John Christy: Climate Data Maven

Earlier this week, the Senate Environment & Public Works Committee held a hearing entitled “Update on the Latest Climate Change Science and Adaptation Measures.” Testimony by Dr. John Christy of the University of Alabama Huntsville is too valuable not to share with the millions (okay, hundreds) of folks who visit this site.

Christy is a data maven. He spends “tedious” weeks and months examining surface observations as well as weather balloon and satellite measurements to build “datasets from scratch to advance our understanding of what the climate is doing and why.” He uses the datasets “to test hypotheses of climate variability and change.” Yes, it’s called the scientific method, but much of what passes for climate science today is, in Christy’s words, ”opinion, arguments from authority, dramatic press releases, and fuzzy notions of consensus generated by a preselected group.”

Increasingly, we hear experts blame global warming for bad weather.

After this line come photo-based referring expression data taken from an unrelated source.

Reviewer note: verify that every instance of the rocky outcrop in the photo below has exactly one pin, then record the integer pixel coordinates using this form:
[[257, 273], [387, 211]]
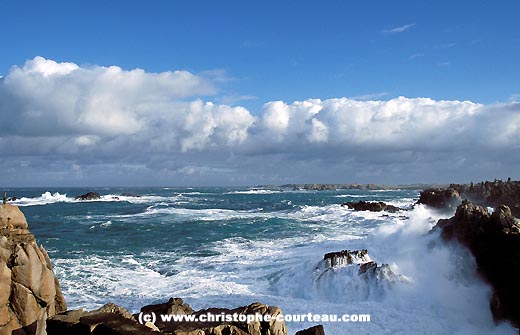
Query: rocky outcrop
[[176, 306], [114, 320], [29, 290], [494, 240], [367, 268], [440, 198], [373, 206], [89, 196], [486, 194], [316, 330], [346, 257], [492, 194]]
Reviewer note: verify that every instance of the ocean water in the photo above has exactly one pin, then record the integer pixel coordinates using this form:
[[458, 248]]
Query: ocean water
[[227, 247]]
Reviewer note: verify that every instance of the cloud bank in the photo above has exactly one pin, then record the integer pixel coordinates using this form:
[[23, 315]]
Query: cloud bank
[[64, 124]]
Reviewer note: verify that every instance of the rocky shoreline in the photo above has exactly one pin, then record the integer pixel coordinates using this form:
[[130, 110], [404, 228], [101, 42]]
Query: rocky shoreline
[[31, 302]]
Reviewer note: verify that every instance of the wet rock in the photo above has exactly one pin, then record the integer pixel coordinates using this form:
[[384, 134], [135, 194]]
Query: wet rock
[[89, 196], [217, 327], [494, 240], [373, 206], [109, 319], [29, 290], [346, 257], [440, 198]]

Most acknowledge that no single weather event can be attributed to global climate change. However, they contend, the pattern of recent events – the sheer number and severity of heat waves, wild fires, droughts, freak storms — is exactly what climate scientists have predicted and must be due to mankind’s fuelish ways. Such assertions, Christy shows, are not based on real data.

One way to measure trends in extreme weather is to compare the number of state record high and low temperatures by decade. Many more state high temperature records were set in the 1930s than in recent decades. Even more surprising, “since 1960, there have been more all-time cold records set than hot records in each decade.”